Some final meal-planning tips
Consistency is key
Consistency is an integral part of attuned eating.
Just like a cat that wakes you up every morning to get fed or a dog that begs at its bowl at the same time every night, human bodies adapt to the availability of food.
They work best when they know what to expect.
Otherwise, we add a level of unnecessary stress that can have harmful effects on the body. Furthermore, hunger signals are so uncomfortable, in part, to strongly motivate us to eat.
Remember, your body’s main objective is to keep you alive.
Make lunch the fulcrum
Some people like to eat by the clock. Others choose to eat every 3-4 hours.
But in our busy lives, these guidelines can trip us up.
What if your schedule is different every day?
What if you sleep in or stay up late now and then?
As important as consistency is, some degree of flexibility is imperative.
Therefore, another way to plan the timing of meals is by making your midday meal (lunch) the fulcrum upon which all other meals and snacks are balanced.
For example, let’s say you usually have time for lunch between noon and 1 pm. If nothing else, keep this time consistent.
Then, if your other mealtimes change, you can decide whether you will need to bridge the meals with a snack (or two).
This practice is especially helpful when transitioning into intuitive eating. Knowing that the goal is to be reasonably hungry at meals, you plan your meals and snacks accordingly. It might sound like this:
“Hmmm. I usually have breakfast at 8:00, but I slept until 9:00. Well, lunch is at about 12:30, so I’d better eat a big enough meal now so that I’m not too hungry by the time lunch rolls around.”
Or it could sound like this:
“Our dinner reservations aren’t until 8:00 tonight, but I normally eat at around 6:30. Since lunch is at 12:30, it makes sense to have two snacks this afternoon so I’m not starving by dinner. Maybe I won’t have my evening snack in this case.”
See how easy that is?
No one in the world knows what you should eat better than you.

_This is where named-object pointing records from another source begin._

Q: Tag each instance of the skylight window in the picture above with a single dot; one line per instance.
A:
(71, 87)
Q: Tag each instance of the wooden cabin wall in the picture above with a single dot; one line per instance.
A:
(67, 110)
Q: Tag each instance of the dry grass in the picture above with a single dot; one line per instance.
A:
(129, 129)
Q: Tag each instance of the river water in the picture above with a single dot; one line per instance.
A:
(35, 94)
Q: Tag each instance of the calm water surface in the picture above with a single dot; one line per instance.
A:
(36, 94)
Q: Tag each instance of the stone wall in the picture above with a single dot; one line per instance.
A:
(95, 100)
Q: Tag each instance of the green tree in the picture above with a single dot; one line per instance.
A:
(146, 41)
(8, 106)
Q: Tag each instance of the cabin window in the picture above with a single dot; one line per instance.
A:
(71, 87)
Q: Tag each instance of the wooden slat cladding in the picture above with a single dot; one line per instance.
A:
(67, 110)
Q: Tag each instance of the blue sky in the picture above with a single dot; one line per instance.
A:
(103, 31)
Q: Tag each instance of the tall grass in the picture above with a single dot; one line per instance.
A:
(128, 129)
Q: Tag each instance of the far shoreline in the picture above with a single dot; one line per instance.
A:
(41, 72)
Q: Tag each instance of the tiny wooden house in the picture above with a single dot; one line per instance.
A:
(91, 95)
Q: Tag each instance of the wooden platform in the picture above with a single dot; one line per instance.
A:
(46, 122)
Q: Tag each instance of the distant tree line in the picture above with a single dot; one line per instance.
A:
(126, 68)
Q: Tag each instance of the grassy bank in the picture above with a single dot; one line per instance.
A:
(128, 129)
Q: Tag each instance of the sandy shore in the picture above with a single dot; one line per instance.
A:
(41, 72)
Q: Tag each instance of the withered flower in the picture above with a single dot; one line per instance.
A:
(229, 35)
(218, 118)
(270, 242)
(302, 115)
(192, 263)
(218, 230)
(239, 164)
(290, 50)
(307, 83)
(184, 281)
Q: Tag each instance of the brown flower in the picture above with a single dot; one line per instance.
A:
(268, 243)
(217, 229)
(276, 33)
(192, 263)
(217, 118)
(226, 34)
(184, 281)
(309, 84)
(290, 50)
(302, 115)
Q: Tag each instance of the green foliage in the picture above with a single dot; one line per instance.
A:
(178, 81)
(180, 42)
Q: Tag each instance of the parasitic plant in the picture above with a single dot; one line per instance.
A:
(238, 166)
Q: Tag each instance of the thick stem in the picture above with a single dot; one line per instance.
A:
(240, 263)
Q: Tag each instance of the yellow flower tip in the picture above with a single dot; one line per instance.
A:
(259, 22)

Maybe you relinquished all decision-making to a diet or an eating disorder or let your emotions drive your eating more than your body for a while.
It happens to most people at one time or another.
The good news is that your body will remember once you start to tune in, listen, and give it a chance to sync up again.
Who knows? Maybe a short-term meal plan is just the solution to bridging the gap between rules and freedom?